Thursday, April 12, 2012

What We're Having Here Is A Conceptual Interpretation Issue: DANCE Like You Are On FIRE

Note: This post was amended approximately six hours past the time of original writing.

aka SHIT guys I cannot BELIEVE I forgot to tell you this movie was co-written and directed by Sylvester Stallone!

As I feel is the case for most people, it's the times when my brain is the most tired that my thoughts tend to be the most darkly repetitive.

(Determining brain-tiredness vs. body- or soul-tiredness is a skill I am only beginning to acquire.)

Although it is my reflex now to turn toward pop music at these times, it's been my experience that pop music can really inflame my various anxieties and obsessions, if they are prone to inflammation.

Nope! When my brain is tired and my thoughts are too, music is NOT what I need. I need a dance movie.

And LAWD, did I find one.

*

What if I told you that there is a sequel to 1977's disco hit Saturday Night Fever? And that it is called Staying Alive? And features John Travolta reprising his role as Tony Manero. . .but this time he's trying to make it as a modern dancer on Broadway? And that the show in which he is eventually cast is a sexy S & M disco interpretation of a man traveling through hell called "Satan's Alley"? And that the entire movie is basically one long, ridiculous dance sequence? And that the music was provided by the Bee Gees?

And that the villain of the movie is a bearded choreographer/director who wears knee high boots and large cardigans who literally lurks and skulks around the theater, evilly smoking?
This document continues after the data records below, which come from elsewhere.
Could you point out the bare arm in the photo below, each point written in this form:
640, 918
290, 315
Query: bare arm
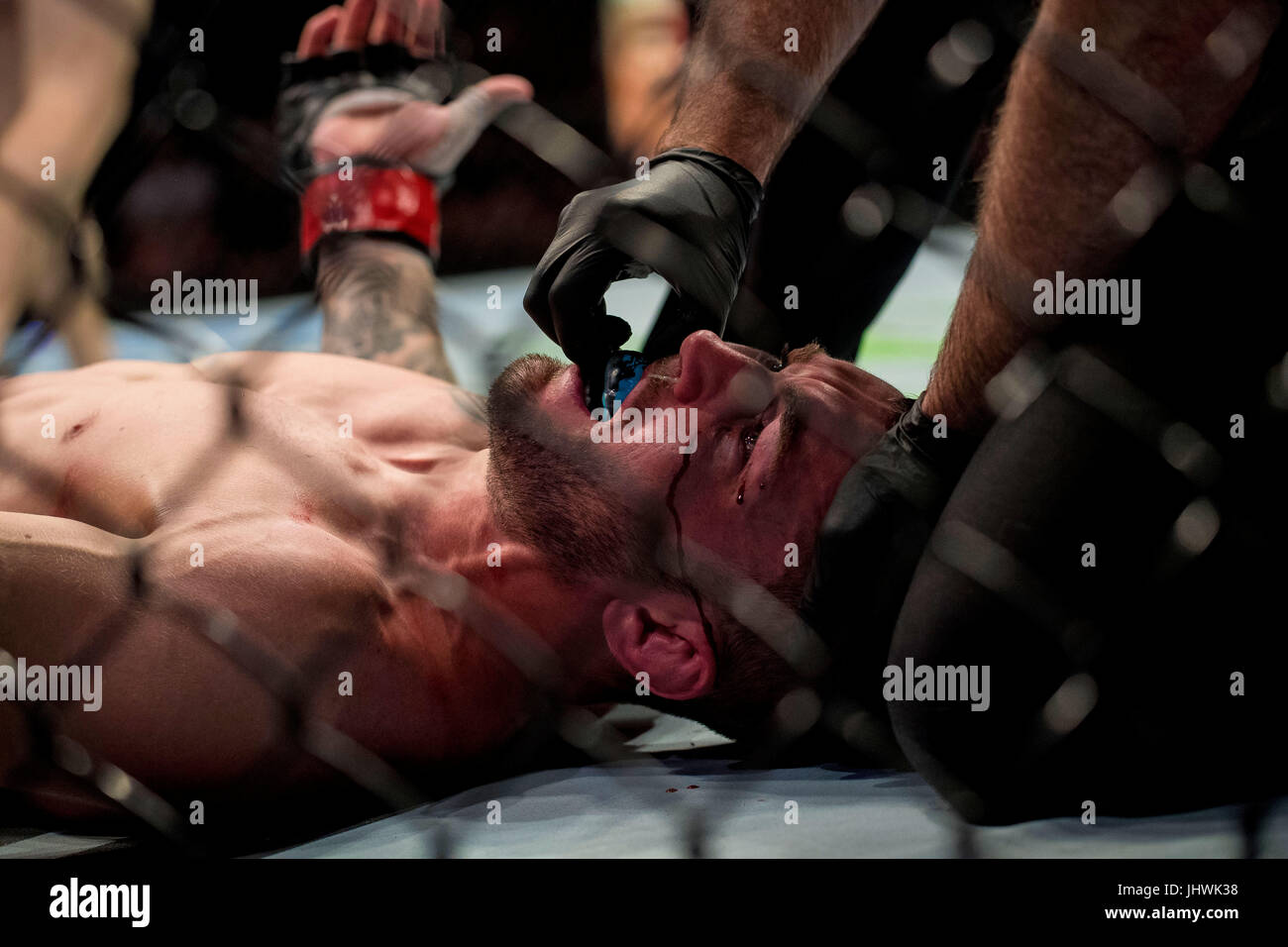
1061, 155
377, 302
745, 94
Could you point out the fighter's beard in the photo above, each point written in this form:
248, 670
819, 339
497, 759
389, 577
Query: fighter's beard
552, 489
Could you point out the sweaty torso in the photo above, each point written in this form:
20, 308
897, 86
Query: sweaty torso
277, 495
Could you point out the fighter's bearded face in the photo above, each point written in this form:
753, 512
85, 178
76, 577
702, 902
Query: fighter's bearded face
771, 446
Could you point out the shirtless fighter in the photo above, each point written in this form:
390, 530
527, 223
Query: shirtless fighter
348, 521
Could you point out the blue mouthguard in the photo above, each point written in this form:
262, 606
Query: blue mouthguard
623, 371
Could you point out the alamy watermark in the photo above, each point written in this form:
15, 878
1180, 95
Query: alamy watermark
73, 899
915, 682
192, 296
649, 425
1077, 296
24, 684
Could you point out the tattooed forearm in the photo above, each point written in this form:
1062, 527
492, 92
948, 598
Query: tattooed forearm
377, 302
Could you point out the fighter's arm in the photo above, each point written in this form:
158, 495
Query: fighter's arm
377, 295
377, 302
745, 94
1068, 153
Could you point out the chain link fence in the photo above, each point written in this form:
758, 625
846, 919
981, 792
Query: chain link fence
1074, 369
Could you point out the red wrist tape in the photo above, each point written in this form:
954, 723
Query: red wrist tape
377, 200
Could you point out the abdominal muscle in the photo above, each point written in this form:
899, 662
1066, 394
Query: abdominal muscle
292, 526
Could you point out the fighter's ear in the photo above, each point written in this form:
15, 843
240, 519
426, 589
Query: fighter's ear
665, 638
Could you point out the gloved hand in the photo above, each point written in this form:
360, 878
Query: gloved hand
871, 541
690, 222
366, 84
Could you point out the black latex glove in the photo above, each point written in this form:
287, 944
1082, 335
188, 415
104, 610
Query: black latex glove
871, 541
691, 222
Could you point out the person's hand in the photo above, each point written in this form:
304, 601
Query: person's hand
874, 535
393, 123
690, 222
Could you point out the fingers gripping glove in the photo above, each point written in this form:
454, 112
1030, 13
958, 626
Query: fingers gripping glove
870, 544
385, 198
690, 222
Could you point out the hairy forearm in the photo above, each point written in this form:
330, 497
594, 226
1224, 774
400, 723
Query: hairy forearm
377, 303
745, 94
1068, 184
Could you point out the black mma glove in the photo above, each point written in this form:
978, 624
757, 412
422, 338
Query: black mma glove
871, 541
690, 222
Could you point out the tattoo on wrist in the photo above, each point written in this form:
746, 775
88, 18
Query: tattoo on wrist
377, 300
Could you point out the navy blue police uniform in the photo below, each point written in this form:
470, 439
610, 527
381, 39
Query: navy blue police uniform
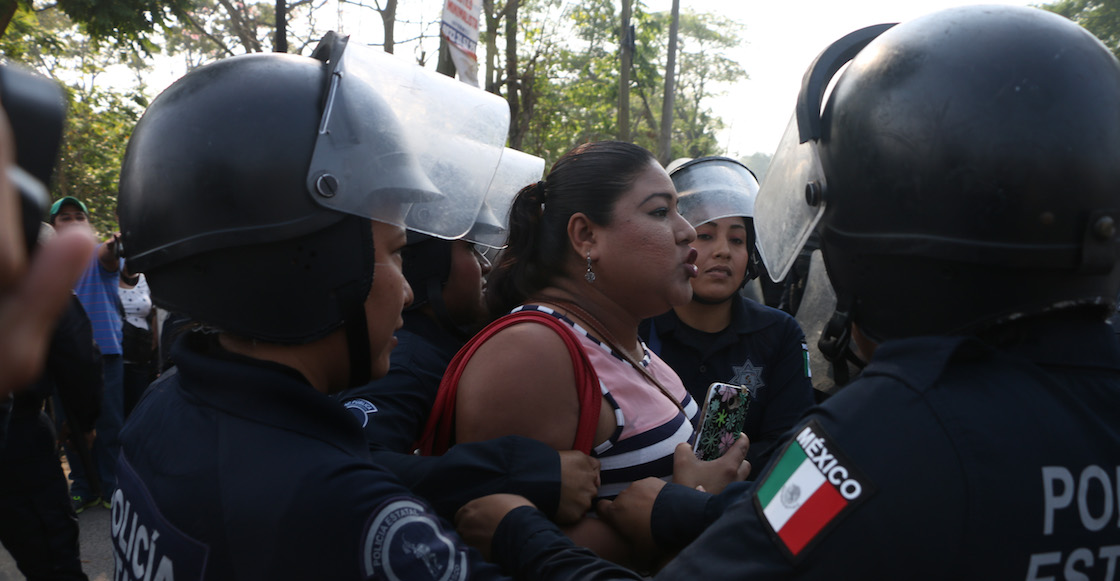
763, 348
280, 478
946, 459
394, 409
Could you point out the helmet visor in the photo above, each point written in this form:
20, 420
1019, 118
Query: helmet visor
786, 211
516, 170
392, 130
714, 188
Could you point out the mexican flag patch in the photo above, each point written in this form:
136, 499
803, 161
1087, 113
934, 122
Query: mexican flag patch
810, 487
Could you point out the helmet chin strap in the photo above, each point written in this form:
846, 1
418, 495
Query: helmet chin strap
701, 300
357, 345
836, 343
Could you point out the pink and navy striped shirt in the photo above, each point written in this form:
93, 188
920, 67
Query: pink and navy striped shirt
647, 424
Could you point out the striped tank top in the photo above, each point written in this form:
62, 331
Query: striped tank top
647, 424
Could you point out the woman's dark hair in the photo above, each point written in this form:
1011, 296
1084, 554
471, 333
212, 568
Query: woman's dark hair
588, 179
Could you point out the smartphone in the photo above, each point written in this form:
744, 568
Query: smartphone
721, 419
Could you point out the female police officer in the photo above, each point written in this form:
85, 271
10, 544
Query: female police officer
264, 197
963, 172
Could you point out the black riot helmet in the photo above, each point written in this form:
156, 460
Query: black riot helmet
248, 187
963, 171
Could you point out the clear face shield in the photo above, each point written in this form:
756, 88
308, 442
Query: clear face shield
793, 195
391, 131
516, 170
714, 188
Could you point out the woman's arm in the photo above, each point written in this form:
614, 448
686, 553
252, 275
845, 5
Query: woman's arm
520, 382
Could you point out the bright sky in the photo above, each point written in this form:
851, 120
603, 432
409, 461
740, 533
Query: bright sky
782, 38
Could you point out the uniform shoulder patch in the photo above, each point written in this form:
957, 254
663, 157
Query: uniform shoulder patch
404, 542
362, 409
809, 489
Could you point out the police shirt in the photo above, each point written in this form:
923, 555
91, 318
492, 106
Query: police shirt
946, 459
393, 410
763, 348
235, 468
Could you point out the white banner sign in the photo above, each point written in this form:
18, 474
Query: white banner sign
460, 29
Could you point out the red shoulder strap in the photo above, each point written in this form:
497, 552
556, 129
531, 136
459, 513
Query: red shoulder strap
438, 432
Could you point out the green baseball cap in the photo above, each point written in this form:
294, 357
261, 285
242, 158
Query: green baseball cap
68, 199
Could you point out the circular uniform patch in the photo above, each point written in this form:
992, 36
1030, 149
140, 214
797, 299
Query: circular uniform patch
403, 542
361, 409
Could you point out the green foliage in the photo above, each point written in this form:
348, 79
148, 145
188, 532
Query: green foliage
1099, 17
98, 129
133, 22
571, 73
99, 120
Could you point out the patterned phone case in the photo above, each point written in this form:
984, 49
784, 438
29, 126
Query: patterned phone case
721, 419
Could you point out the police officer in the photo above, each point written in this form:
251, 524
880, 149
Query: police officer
448, 279
720, 336
963, 170
264, 197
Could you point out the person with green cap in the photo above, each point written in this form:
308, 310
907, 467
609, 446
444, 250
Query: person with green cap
96, 290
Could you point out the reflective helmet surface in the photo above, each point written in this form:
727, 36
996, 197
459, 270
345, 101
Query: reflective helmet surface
968, 171
214, 208
714, 187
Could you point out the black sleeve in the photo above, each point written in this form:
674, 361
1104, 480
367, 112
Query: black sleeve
74, 364
530, 546
681, 513
512, 464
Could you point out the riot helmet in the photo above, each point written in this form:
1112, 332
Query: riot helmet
716, 187
962, 171
248, 187
428, 259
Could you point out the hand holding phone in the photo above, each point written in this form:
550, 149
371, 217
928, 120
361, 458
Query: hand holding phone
721, 419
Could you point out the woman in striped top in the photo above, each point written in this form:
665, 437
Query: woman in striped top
599, 245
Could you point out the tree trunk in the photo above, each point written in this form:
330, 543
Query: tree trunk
389, 22
664, 143
512, 78
444, 64
7, 10
280, 45
492, 22
627, 57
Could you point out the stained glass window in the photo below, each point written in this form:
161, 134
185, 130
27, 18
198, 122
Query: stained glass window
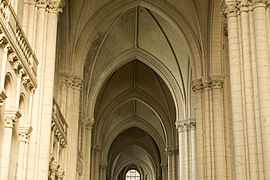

And that he gives an impassioned speech midway through the movie about how the only way this Sexy S & M Disco Interpretation Of A Man Traveling Through Hell can work on Broadway is if the dancers really sell it, really feel it, really act as human interpreters of body language?

and then

what if I told you it is available on Netflix Instant?

*

I will caution you: Staying Alive is not an endeavor to be attempted lightly. You must have a high tolerance for young John Travolta and his meaty, passionate face.

I will also note that I actually think this is quite a good movie ASIDE from the inherent kitsch value (which is of course through the roof).

But the reason why I chose this and not any other movie I've watched in the last two months to feature on In Bed With Amy Wilson is because

well, I don't know. It's because

it seems to sum it all up, what I've been trying to say. You've (I've) got to really sell it, really feel it, I suppose.

Yrs,
AW

PS Staying Alive also features the best closing lines I have EVER seen in a film EVER.

EVER.

(ever!)

NOTE ADDED SIX HOURS LATER:

Seriously, guys! This movie was directed by Sylvester Stallone. In 1983. He apparently is an idiot savant.